Closed daniel-brenot closed 2 months ago
This already came up in #69, but the problem is that the metadata does not allow us to distinguish musl
NumPy 1.25.0 also supports musl, @rgommers how do you want to handle that?
Environment markers don't allow selecting on libc version AFAIK (see PEP 508), so this can't be dealt with. Luckily it shouldn't be needed anymore either once we update things for the C API exporting changes in 1.25.0 (which should be done separately from this update).
Might be worth starting a thread on https://discuss.python.org/ how this can be improved.
Is there some other way then that downstream users of this can affect the numpy version?

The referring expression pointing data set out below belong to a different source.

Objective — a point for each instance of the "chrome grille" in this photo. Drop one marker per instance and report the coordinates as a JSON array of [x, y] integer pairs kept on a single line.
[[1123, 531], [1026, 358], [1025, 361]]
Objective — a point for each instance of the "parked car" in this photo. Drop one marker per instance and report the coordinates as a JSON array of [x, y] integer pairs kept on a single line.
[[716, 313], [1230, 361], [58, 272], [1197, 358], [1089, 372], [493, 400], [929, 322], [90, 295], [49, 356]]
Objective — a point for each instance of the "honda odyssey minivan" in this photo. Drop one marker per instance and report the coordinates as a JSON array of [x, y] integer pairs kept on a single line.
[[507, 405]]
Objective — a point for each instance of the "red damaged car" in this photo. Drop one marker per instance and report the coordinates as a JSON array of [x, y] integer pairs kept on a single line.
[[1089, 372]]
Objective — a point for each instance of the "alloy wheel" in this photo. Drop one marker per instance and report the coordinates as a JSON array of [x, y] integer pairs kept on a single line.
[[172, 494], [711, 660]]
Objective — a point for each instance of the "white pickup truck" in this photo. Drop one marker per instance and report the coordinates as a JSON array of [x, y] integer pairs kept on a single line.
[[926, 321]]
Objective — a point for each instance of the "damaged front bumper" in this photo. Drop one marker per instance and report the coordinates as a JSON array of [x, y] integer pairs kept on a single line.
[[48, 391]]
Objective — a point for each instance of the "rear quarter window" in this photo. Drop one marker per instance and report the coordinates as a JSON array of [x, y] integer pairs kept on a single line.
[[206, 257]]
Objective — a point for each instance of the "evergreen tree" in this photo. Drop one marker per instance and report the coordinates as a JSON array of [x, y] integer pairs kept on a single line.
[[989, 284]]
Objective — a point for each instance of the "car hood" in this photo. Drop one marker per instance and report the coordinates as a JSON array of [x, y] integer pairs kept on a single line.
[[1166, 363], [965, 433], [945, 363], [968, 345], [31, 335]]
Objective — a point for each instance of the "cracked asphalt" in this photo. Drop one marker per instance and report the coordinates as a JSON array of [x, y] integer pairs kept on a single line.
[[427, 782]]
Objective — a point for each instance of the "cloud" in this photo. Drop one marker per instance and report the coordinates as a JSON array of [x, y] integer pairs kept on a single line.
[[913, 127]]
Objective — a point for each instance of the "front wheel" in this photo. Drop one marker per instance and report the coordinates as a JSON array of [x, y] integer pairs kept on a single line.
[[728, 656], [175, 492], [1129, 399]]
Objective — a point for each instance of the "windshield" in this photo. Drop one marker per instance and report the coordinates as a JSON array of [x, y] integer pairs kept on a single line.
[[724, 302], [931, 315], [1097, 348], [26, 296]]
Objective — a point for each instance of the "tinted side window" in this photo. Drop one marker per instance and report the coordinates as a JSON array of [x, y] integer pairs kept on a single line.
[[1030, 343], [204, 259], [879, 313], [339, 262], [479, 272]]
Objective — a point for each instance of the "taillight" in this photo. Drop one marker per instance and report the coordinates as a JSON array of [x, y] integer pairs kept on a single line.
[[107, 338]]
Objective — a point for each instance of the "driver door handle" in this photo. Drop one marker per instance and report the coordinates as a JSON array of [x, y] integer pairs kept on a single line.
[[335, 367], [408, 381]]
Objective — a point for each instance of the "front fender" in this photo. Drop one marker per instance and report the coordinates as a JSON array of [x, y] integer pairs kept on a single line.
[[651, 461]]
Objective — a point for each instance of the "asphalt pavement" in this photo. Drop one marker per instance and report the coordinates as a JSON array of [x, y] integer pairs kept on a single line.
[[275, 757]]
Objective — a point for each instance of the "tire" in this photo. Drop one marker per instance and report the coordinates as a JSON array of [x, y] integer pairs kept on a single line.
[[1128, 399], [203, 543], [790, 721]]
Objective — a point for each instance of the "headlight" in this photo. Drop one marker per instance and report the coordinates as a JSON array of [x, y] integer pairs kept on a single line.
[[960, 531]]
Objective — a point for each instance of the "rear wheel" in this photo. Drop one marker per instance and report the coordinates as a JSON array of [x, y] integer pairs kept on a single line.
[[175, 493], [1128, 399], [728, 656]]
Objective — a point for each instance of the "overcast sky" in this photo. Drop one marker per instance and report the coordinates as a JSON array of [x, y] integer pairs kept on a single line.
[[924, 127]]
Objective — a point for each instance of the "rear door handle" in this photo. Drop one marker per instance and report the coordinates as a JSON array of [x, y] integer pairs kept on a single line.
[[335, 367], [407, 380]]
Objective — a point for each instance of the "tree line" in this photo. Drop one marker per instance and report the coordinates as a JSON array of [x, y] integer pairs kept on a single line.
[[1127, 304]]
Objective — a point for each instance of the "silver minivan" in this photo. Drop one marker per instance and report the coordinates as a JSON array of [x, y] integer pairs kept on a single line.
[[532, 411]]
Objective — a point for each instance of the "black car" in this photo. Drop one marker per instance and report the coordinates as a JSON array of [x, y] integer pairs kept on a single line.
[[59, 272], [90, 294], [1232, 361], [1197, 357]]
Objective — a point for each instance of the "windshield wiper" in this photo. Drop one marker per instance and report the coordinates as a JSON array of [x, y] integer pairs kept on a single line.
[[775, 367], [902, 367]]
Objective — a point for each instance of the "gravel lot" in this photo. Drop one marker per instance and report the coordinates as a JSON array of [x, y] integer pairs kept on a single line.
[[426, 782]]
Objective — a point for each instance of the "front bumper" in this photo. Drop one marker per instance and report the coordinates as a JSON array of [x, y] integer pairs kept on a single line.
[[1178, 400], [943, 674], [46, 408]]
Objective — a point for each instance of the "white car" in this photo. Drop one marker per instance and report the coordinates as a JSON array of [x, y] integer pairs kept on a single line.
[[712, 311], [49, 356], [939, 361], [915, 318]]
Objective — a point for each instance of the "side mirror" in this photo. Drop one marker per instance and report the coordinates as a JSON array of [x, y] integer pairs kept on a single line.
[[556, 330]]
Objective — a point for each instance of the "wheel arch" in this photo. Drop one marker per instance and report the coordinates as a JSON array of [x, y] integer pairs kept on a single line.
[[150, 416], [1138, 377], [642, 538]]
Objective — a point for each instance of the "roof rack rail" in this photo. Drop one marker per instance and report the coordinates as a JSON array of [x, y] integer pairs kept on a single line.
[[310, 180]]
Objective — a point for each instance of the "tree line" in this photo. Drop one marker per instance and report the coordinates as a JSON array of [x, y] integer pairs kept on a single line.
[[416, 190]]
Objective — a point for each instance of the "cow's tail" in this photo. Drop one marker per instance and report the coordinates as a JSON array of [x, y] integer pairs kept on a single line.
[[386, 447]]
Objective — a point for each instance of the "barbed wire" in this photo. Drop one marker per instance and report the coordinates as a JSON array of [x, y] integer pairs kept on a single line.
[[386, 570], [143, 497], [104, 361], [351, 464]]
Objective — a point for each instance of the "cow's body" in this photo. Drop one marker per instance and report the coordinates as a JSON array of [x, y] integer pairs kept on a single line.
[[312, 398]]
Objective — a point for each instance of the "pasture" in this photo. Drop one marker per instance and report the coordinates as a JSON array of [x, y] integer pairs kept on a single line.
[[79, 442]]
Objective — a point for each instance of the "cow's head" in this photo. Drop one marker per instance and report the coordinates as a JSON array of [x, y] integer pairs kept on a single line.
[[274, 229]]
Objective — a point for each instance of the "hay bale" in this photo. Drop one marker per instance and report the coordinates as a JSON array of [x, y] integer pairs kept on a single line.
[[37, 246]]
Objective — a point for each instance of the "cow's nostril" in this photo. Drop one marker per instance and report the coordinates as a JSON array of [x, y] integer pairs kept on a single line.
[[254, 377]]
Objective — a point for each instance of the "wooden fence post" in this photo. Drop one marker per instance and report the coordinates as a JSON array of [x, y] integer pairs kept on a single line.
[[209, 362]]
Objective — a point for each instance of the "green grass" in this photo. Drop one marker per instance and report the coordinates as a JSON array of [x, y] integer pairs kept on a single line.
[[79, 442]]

This is used in scikit-learn and aside from forking their library and changing the dependency to the newest numpy AND forking the library that uses it, i'm at a loss for how to use the latest numpy
You can disable build isolation to change versions. E.g.:
pip install numpy==1.25.0
pip install scikit-learn --no-build-isolation # also need to make sure all other dependencies are installed in the build env
It's quite fiddly to get that right unfortunately once you get higher up in the stack and have lots of dependencies, because there's no great way to install only the dependencies, nor to override build constraints. There are very long threads on both topics on the Pip issue tracker, but neither seems to be moving forward.
The real solution I guess is for scikit-learn to upload musllinux
wheels, so that there's no need to build from source. pyproject.toml
metadata is inadequate for building from source in this kind of circumstance I'm afraid.
However, the next thing we'll do here is to remove the pins from oldest-supported-numpy
, because of the change in 1.25.0 to how the C API is exported: https://numpy.org/devdocs/dev/depending_on_numpy.html#build-time-dependency. That will in practice solve the problem for musllinux here.
I may try to find time soon to do this. I suspect that it's worth testing the waters here with a new oldest-supported-numpy
release, and if it doesn't work as designed then to yank that release.
Great to hear this is getting addressed and i'm excited for this to get merged so we can go back to alpine.
As for your suggestion, it doesn't seem to work when i run the pip wheel
command, which is how I do dependencies in our case. We use pip wheel in a separate stage in docker so that build dependencies don't make it to the final build.
If you have any recommendations for how to do this when using the wheel command i'm happy with that. If not i'll just wait until this issue is resolved.
Thank you!
The latest version of numpy(1.25.0) added musl wheels that support use in alpine. I'm trying to use this in an alpine docker container, but struggling to due to a dependency relying on this library.
I believe this should return the latest version of numpy when the target is musl.
Additionally, if anyone could offer a way for me to install the version of numpy and use it as a dependency when downloading scikit I would appreciate it. I'm currently running:
pip wheel --no-cache-dir --wheel-dir /usr/src/app/wheels -r requirements.txt -c constraints.txt
with the following in my constraints.txt file:
numpy>=1.25.0
and yet still numpy 1.23 is being installed, which is incompatible with my alpine image.